Este livrinho me remeteu aos velhos tempos, porque lembrou-me do livro A Jornada, da Erin E. Moulton, e dos clássicos infanto-juvenis que adorava e que fizeram parte da minha infância e adolescência, mesmo com histórias tristes que terminavam com final feliz, entre eles: O Menino do Dedo Verde, de Maurice Druon, O Pequeno Príncipe, de Antoine Saint-Exupéry, A Cabeçuda, de Emmy von Rhoden, Os Patins de Prata, de Mary Mapes Dodges, Um Colégio Diferente, da Louisa May Alcott, É Proibido Chorar, de J. M. Simmel, A Princesinha, de Frances Burnett, Sem Família, de Hector Malot, Heidi, de Johanna Spyri.
Emocionei-me com a história de cada personagem, mas a de Pauline e seu filho Paul, o pequeno mestre, que mudou sua forma de ver a vida, mexeu comigo.
Identifiquei-me com todos os tipos de amor, mas um deles foi especial: os livros.

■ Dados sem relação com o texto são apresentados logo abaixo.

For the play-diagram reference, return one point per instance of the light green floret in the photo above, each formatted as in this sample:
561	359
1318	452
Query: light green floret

- Não se trata de ler muito, e sim de amar o que lê, que é igual amar as pessoas. Afinal, os livros são escritos por seres humanos, e a maioria fala de outros seres humanos. Portanto, ler é um ato de amor!Pág. 69
Uma história singela, uma fábula que incute esperança a todos àqueles que perderam a fé no amor, esse sentimento universal e ilimitado que transcende barreiras e nos faz sentir grandiosos em todas as suas dimensões, tornando-nos resistentes às vicissitudes impostas pela vida nas mãos do destino.
Além do enredo em si traz belos poemas e mensagens, entre elas:
“Ir sem amor pela vida é
Como ir ao combate sem música,
Como empreender uma viagem sem um livro,
Como ir pelo mar sem uma estrela que nos oriente.”
STENDHAL
Pág. 92
Apaixone-se pela vida, ame-a incondicionalmente, conquistando-a constantemente, porque a felicidade está nas coisas simples. Por isso, ame a si mesmo, aos seus amigos, a sua família, aos seus animais, a natureza e todas as coisas preciosas que engloba este dom sublime que Deus nos deu. Por isso, aprenda a valorizá-la em cada momento ao máximo.

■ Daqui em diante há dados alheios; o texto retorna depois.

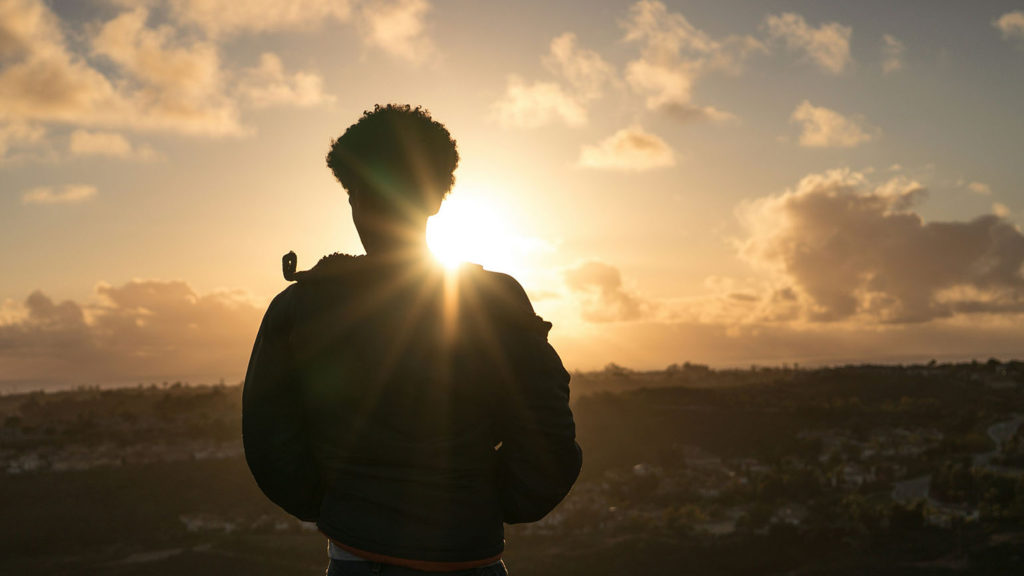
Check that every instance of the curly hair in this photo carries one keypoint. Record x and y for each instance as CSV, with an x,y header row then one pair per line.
x,y
397,152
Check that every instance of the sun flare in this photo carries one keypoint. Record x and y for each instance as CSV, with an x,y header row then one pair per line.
x,y
470,230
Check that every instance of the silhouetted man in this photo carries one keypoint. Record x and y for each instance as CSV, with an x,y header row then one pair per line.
x,y
407,409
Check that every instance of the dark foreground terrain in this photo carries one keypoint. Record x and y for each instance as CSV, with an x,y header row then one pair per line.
x,y
864,469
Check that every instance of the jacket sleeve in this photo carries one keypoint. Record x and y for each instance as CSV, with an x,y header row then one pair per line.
x,y
539,456
273,432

Isso me lembrou da canção Milagre da Vida, interpretada por Xuxa. (Quem não se lembra?):
♪ ♫ (...). O amor nasce no peito / E faz o sonho acontecer / Cada dia que amanhece / É um milagre a renascer. (...). Perguntei o que é milagre / Pr'uma estrela bem distante / Ela disse que é a vida / Que se aprende a cada instante. (...). ♪ ♫
Recomendo essa leitura que é ideal para todas as idades! Garanto que vão se emocionar!